In the case of video conferencing, the image capturing device 11 is usually mounted above, below or at other places. Therefore, the processing circuit 12 can set the space formed by the image capturing device 11 and the radius r as the sight line zone Z, please refer to the dashed line range at the image capturing device 11 in fig. 2B. Fig. 2B is a schematic view illustrating a sight line area Z and a sight line feature of a target T of the image capturing apparatus according to the present invention. The left side of fig. 2B shows a situation where the target T and the image capturing apparatus 11 are at a specific relative position (for illustration purposes only, and not limited thereto). Shown on the right side of fig. 2B is a digital image of the target T captured by the image capturing apparatus 11 under the aforementioned situation, wherein a gray dashed box in the digital image is represented as an eye image (which may correspond to a sight line feature). Since the target T is focused on the image capturing apparatus 11 in fig. 2B, the sight line of the target T is within the sight line region Z.

When the processing circuit 12 determines that the sight line direction does not fall within the sight line region Z (the determination result is "does not fall"), please refer to fig. 2C. Fig. 2C is a schematic diagram illustrating a situation in which the sight line of the target T does not fall in the sight line region Z of the image capturing apparatus 11 according to the present invention. Of course, the sight line of the target may be in the horizontal direction and not fall in the sight line region Z, and this is also regarded as a determination result of "not fall in". The processing circuit 12 inputs the first image S1 into the gaze correction model 3 (step S04), and obtains a second gaze feature of the target T and a second image S2.

The processing circuit 12 executes the gaze correction model 3. The gaze correction model 3 is the result of machine learning and training obtained from the facial image of the target T (the process will be described in detail later). The gaze correction model 3 may include data used to train the model and training results. In addition to the face image and the sight line feature of the recognition target T, the sight line correction model 3 also records the face images of different rotation angles of the sight line feature of the recognition target T in the sight line region Z. Fig. 2D illustrates a second image S2 selected according to the first image S1 by the gaze correction model of some embodiments. The gaze correction model 3 may select at least one second image S2. Second image S2 includes eye image R2 of target T (e.g., the top image of the correctly focused image capture device 11 may be selected, which includes eye image R2 similar to the sight line feature shown in fig. 2B). The processing circuit 12 may calculate the second sight line feature according to the second image S2 and the eye image R2.

Then, the processing circuit 12 synthesizes the eye image R2 of the second image S2 with the first image S1 according to the second sight line feature, and generates a temporary image (step S05). In order to avoid the appearance of unnaturalness or discontinuity at the boundary of the eye image in the temporary image or the appearance of noise in the eye image that does not need to be corrected, the processing circuit 12 may modify the eye image of the temporary image according to the eye image R1 of the first image S1 (step S06) to generate a more natural face output image S3.

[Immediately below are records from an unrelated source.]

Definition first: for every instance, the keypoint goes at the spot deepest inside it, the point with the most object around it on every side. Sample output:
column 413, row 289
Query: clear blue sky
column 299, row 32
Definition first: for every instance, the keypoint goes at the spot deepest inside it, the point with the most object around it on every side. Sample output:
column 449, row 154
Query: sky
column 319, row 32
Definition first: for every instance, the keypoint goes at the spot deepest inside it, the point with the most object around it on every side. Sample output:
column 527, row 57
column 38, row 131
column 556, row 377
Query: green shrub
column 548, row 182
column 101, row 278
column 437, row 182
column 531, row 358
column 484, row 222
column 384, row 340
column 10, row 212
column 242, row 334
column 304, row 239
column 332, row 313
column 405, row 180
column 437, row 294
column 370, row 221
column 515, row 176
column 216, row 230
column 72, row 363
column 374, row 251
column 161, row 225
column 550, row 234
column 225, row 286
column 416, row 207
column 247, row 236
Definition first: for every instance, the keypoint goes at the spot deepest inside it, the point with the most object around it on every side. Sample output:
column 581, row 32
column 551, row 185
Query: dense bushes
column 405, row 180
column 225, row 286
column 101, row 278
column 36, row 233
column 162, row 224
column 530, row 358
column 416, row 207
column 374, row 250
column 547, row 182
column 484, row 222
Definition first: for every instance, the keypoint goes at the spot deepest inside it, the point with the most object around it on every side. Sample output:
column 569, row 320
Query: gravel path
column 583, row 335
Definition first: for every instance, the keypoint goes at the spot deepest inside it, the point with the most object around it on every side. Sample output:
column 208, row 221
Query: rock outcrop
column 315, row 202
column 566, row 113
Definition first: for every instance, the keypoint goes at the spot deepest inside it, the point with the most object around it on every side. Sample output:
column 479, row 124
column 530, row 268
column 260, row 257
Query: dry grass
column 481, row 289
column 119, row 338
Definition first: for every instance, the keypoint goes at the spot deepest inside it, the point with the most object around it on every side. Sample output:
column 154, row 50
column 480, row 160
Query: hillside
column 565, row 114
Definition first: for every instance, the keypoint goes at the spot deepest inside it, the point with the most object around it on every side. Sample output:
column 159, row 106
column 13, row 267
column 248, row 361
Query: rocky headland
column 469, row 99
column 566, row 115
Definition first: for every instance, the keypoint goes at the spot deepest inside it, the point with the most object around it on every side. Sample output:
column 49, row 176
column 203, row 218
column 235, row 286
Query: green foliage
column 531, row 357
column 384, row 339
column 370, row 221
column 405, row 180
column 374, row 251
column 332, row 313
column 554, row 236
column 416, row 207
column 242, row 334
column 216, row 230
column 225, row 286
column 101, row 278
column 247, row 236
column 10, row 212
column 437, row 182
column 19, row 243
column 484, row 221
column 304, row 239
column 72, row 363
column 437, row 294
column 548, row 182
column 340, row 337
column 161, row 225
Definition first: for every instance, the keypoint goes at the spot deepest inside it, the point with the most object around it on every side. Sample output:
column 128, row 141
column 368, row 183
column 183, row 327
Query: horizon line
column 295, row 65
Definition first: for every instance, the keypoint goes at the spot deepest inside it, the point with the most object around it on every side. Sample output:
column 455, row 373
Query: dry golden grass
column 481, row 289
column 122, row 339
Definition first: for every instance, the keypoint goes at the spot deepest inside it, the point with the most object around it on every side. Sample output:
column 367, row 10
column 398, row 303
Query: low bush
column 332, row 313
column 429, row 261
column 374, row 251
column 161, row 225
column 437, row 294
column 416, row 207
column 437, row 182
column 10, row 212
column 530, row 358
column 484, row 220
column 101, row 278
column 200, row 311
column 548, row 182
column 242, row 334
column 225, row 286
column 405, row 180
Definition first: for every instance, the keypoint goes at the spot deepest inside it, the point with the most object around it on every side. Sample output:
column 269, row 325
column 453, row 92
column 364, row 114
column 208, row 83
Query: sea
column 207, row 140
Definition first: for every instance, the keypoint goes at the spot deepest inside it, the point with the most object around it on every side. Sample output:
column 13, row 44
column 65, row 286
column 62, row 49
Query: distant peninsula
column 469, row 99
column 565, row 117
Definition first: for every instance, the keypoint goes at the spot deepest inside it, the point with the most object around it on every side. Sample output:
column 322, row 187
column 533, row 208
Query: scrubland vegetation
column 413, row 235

In some embodiments, when the electronic device 1 is in video communication with another electronic device 2 through a wired network or a wireless network, the electronic device 2 may receive the facial image of the target T (S1 or S3). If the target T is not looking at the image capturing device 11, the user of the electronic apparatus 2 can see the face output image S3 synthesized by the processing circuit 12. The direction of the line of sight of the target T in the face output image S3 is toward the image capturing device 11, which can improve the visual communication between the user of the electronic apparatus 2 and the user of the electronic apparatus 1 (i.e., the target T in this embodiment).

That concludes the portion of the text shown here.